Claude Haiku 4.5: $0.80/MTok input, $4.00/MTok output. Claude Sonnet 4.6: $3.00/MTok input, $15.00/MTok output. Claude Opus 4.7: $15.00/MTok input, $75.00/MTok output. With prompt caching, cache reads cost 10% of the standard input rate — a 90% discount for repeated context.
Claude Sonnet 4.6 ($3.00/MTok) is slightly pricier than GPT-4o ($2.50/MTok) at standard rates. However, Claude's prompt caching is generally more powerful for long-context apps — Sonnet cache reads at $0.30/MTok vs GPT-4o's cached rate. Claude Haiku 4.5 is more expensive than GPT-4o-mini without caching, but competitive with caching enabled.
Add "cache_control": {"type": "ephemeral"} to the content blocks you want cached (typically your system prompt and large document context). The cache has a 5-minute TTL — any request within the window reads from cache at 10% of the normal input price.

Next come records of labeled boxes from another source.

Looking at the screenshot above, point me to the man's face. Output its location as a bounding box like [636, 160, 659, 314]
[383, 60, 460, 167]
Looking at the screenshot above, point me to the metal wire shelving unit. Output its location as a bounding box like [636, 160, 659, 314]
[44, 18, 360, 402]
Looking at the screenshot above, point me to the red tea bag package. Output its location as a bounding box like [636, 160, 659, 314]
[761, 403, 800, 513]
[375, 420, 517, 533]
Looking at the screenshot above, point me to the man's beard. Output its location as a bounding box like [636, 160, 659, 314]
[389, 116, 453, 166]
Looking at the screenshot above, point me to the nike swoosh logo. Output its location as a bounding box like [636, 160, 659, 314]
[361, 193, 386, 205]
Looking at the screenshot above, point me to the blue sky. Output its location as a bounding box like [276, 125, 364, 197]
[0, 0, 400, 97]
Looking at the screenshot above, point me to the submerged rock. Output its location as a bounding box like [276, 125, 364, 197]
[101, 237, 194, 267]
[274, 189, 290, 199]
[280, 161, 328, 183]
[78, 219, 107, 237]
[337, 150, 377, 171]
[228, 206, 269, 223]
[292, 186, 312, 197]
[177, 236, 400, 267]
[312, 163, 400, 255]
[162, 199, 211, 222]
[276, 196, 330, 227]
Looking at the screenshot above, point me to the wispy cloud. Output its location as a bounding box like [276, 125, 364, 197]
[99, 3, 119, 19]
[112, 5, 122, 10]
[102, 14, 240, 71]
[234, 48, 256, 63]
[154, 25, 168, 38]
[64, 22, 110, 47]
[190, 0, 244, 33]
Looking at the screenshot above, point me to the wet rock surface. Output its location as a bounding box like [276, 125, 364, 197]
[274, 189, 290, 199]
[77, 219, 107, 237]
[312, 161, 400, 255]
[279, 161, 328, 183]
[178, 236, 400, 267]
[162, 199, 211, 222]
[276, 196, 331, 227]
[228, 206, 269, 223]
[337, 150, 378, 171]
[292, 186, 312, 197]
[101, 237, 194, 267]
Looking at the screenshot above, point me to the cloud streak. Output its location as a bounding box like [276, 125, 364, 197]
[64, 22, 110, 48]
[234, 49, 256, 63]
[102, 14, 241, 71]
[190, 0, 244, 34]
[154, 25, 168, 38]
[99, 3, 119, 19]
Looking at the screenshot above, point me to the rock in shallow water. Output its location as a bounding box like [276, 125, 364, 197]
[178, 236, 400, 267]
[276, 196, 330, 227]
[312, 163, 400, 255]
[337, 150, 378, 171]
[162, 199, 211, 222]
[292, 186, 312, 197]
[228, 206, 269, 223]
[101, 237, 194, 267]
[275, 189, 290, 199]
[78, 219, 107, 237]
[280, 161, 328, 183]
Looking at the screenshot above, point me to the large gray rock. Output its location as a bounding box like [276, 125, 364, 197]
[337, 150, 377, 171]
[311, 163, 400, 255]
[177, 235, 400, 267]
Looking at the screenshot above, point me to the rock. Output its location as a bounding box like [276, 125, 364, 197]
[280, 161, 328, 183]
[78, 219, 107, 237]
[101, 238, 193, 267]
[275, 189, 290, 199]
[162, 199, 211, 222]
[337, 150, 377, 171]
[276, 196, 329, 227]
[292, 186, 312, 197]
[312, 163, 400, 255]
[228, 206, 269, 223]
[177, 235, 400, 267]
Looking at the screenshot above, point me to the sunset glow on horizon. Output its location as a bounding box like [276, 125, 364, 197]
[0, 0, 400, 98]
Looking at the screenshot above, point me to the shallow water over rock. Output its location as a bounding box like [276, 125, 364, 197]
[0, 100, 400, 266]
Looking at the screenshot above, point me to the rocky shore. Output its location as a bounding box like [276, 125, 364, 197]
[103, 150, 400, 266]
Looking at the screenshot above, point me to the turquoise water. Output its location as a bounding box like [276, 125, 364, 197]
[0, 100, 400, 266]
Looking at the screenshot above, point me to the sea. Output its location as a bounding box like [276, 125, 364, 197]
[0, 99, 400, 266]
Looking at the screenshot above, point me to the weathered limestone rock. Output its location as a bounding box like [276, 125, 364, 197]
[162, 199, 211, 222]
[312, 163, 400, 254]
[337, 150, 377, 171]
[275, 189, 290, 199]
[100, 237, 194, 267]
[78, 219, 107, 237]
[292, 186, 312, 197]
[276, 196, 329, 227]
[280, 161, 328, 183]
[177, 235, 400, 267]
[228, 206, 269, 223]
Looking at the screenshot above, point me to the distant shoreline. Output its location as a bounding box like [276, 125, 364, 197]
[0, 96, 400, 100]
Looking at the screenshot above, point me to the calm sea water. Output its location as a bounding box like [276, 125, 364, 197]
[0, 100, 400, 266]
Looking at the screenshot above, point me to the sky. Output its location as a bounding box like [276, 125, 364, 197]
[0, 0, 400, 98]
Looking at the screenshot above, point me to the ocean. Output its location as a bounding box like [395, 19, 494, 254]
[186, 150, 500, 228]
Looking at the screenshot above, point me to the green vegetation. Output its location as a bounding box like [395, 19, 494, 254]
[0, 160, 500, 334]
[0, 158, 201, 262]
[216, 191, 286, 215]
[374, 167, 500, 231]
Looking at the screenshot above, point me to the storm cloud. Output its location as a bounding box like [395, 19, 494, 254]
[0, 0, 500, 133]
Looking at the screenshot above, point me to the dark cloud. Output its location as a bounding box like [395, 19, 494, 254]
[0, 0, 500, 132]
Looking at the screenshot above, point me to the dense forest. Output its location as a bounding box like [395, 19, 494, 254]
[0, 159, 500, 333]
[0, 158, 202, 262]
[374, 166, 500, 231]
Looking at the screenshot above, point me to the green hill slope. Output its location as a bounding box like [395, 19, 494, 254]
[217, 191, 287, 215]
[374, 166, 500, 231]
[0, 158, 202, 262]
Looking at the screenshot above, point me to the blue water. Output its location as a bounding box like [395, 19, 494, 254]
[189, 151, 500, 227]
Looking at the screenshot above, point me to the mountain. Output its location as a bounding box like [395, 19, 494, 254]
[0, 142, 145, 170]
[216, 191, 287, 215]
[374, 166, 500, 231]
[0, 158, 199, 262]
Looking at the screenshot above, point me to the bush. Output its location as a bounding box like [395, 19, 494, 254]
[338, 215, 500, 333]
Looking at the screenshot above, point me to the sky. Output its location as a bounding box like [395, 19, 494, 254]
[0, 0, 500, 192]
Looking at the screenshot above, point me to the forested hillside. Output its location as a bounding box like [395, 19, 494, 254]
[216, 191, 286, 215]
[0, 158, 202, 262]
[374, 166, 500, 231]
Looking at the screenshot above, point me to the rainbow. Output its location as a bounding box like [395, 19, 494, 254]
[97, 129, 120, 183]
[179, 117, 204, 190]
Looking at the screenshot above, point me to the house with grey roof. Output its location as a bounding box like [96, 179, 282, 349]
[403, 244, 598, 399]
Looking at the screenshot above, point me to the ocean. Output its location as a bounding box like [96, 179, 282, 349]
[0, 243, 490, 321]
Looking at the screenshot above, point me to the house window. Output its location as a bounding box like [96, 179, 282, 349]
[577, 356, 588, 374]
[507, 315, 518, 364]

Cache writes cost 125% of the input rate once per TTL window.
Claude 4 models (Haiku 4.5, Sonnet 4.6, Opus 4.7) are available via the API with pay-as-you-go pricing — there is no persistent free tier for API access. Claude.ai (the consumer app) offers a free tier using Claude Sonnet, but with rate limits. Claude Code includes Claude usage in the Max plan ($100/mo) or via API key.
Cheapest option: Claude Haiku 4.5 with the Batch API = $0.40/MTok input, $2.00/MTok output. Add prompt caching on top and cache reads drop to $0.04/MTok — the absolute floor. For real-time applications: Haiku 4.5 with caching at $0.80 standard / $0.08 cached input.